Emeritus Professor Brian Jarman FMedSci
Senior Research Investigator
School of Public Health
Emeritus Professor Brian Jarman
Brian Jarman was the Head of the Department of Primary Health Care and General Practice and Head of the Division of Primary Care and Populations Health Sciences, Imperial College School of Medicine until October 1998 and remains within the Department in an Emeritus capacity.
He was President of the British Medical Association (from June 2003 until June 2004), and is part-time Senior Fellow at the Institute for Healthcare Improvement in Boston, USA, and Head of the Dr Foster Unit at Imperial College.
Professor Jarman read Natural Sciences at Cambridge, followed by a PhD in Geophysics at Imperial College, and then worked for Shell Oil Company as an exploration geophysicist in the Sahara and elsewhere.
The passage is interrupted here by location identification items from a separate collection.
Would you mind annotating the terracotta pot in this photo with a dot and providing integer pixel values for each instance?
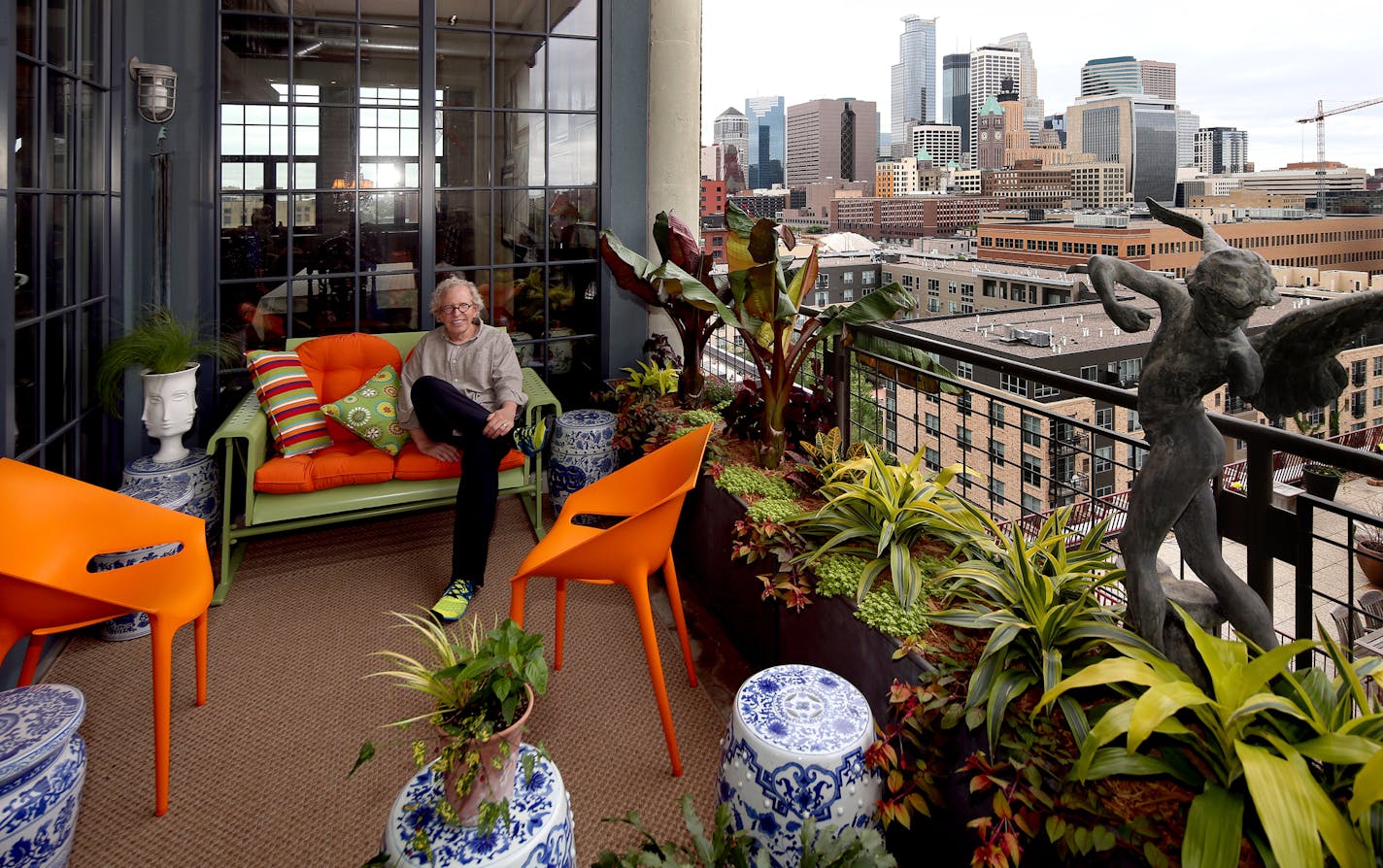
(491, 784)
(1370, 563)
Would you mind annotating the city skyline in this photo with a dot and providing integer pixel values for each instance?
(1258, 72)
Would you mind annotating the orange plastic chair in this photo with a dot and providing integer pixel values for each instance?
(649, 492)
(50, 528)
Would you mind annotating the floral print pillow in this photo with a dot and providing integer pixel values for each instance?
(371, 412)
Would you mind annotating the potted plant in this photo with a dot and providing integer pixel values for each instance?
(1321, 480)
(166, 351)
(482, 685)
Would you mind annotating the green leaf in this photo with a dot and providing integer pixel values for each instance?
(1214, 829)
(1284, 808)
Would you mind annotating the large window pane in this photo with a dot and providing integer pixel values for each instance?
(93, 162)
(522, 146)
(388, 64)
(462, 230)
(463, 68)
(522, 227)
(463, 150)
(398, 12)
(58, 273)
(463, 13)
(323, 62)
(26, 124)
(530, 16)
(571, 147)
(253, 58)
(519, 69)
(61, 173)
(573, 17)
(571, 84)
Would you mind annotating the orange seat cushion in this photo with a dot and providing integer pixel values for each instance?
(414, 465)
(339, 364)
(345, 463)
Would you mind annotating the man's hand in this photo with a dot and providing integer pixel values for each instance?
(502, 420)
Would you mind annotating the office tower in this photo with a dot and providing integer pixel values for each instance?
(1111, 75)
(1187, 126)
(768, 121)
(1135, 130)
(1033, 105)
(939, 140)
(914, 81)
(831, 139)
(1222, 150)
(732, 133)
(1160, 79)
(956, 95)
(989, 68)
(989, 136)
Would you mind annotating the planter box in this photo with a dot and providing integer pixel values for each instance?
(726, 587)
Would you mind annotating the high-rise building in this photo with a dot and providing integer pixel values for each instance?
(989, 136)
(1033, 105)
(1111, 75)
(1222, 150)
(914, 81)
(1160, 79)
(831, 139)
(941, 141)
(732, 133)
(989, 68)
(1187, 126)
(1135, 130)
(768, 126)
(956, 95)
After changing to medicine he did his MBBS at St Mary's Hospital Medical School and then worked at St Mary's, Harvard and elsewhere in hospital posts. He has pioneered work in the development of socio-economic indicators of health status (Under Privileged Area scores or Jarman Index). Part of his current work includes calculating adjusted hospital death rates in England, USA, Sweden and the Netherlands and helping hospitals to use the analyses to introduce improvements in care in order to reduce death rates.
He challenged the accepted ideas on the provision of beds in London and, following his special University Lecture at the invitation of Sir Colin Dollery, a Committee of Health Authority Chief Executives was formed to revise previous bed closure plans. He was European Editor of 'Journal Watch' (a sister publication of the New England Journal of Medicine) until 2004, and frequently participates in national and international advisory work as well as in the development of Medical Informatics.
He was a member of the London Strategic Review Panel, set up by the then Health Secretary, Frank Dobson, to advise the Department of Health on the development of hospitals, medical education and the research needs of London, which reported in February 1998. From 1999 to 2001 he was a panel member of the Bristol Royal Infirmary Inquiry.